Alex Drobychev wrote:
Hi Heikki,
Thanks for the response! I understand that relying on cache management would be the easiest solution. However, I had a similar issue with other RDBMS (MSSQL, to be specific) in the past and observed a lot of disk activity until the table was pinned in memory (fortunately MSSQL has 'dbcc pintable' for that). Basically, this is all about a high-traffic website, where virtually _all_ data in the DB get accessed frequently - so it's not obvious which DB pages are going to win the eviction war. However, the overall cost of access is different for different tables - for the table in question it very well may ~20 disk seeks per webpage view, so very high cache hit rate (ideally 100%) has to be assured. So - will the 'mlock' hack work? Or any other ideas for "pinning" a table in memory? - Alex

*/Heikki Linnakangas <[EMAIL PROTECTED]>/* wrote:

    adrobj wrote:
    > I have a pretty small table (~20MB) that is accessed very
    frequently and
    > randomly, so I want to make sure it's 100% in memory all the
    time.
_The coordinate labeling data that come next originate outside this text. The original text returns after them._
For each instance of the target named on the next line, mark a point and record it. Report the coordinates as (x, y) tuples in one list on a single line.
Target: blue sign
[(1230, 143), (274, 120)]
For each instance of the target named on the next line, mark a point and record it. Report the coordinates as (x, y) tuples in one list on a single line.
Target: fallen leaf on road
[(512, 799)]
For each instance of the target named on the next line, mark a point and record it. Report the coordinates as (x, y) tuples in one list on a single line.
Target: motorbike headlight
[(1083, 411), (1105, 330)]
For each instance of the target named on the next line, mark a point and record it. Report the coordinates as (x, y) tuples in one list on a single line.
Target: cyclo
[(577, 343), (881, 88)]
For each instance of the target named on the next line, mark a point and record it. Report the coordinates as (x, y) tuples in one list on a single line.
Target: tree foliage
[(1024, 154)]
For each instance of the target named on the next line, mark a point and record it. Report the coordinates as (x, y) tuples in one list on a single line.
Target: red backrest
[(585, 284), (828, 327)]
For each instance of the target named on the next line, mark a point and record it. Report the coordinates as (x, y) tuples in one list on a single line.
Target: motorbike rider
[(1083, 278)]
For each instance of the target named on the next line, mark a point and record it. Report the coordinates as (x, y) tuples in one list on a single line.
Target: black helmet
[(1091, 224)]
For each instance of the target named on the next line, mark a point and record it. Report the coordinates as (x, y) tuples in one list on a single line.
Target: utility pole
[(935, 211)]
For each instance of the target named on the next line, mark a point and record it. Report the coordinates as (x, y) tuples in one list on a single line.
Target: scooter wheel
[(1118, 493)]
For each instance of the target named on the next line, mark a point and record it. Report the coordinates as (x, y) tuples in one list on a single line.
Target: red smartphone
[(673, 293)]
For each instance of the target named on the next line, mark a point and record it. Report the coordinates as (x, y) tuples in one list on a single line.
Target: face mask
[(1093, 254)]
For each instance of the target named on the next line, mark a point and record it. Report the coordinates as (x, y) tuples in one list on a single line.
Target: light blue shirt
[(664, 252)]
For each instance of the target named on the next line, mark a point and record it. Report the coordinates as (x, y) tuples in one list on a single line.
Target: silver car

There is
    > a lot of other staff that's also gets accessed frequently, so I
    don't want
    > to just hope that Linux file cache would do the right thing for me.
    >
    > Is there any way to do that?
    >
    > One idea I have in my head is to start a process that does
    mmap() and
    > mlock() with the table file. Will it work? If so, are there any
    potential
    > problems?

    Just leave it to the cache management algorithms in Postgres and
    Linux.
    If it really is frequently accessed, it should stay in Postgres
    shared
    buffers.

    You can use the pg_buffercache contrib module to see what's in cache.



1. when someone replies to your post at the bottom, please don't put your reply at the top. It makes everything totally unreadable.

2. you should investigate one or more of: pg_memcache, solid state disk.

FYI, Postgres is know to be used successfully on some *extremely* heavy websites, without using tables pinned in memory.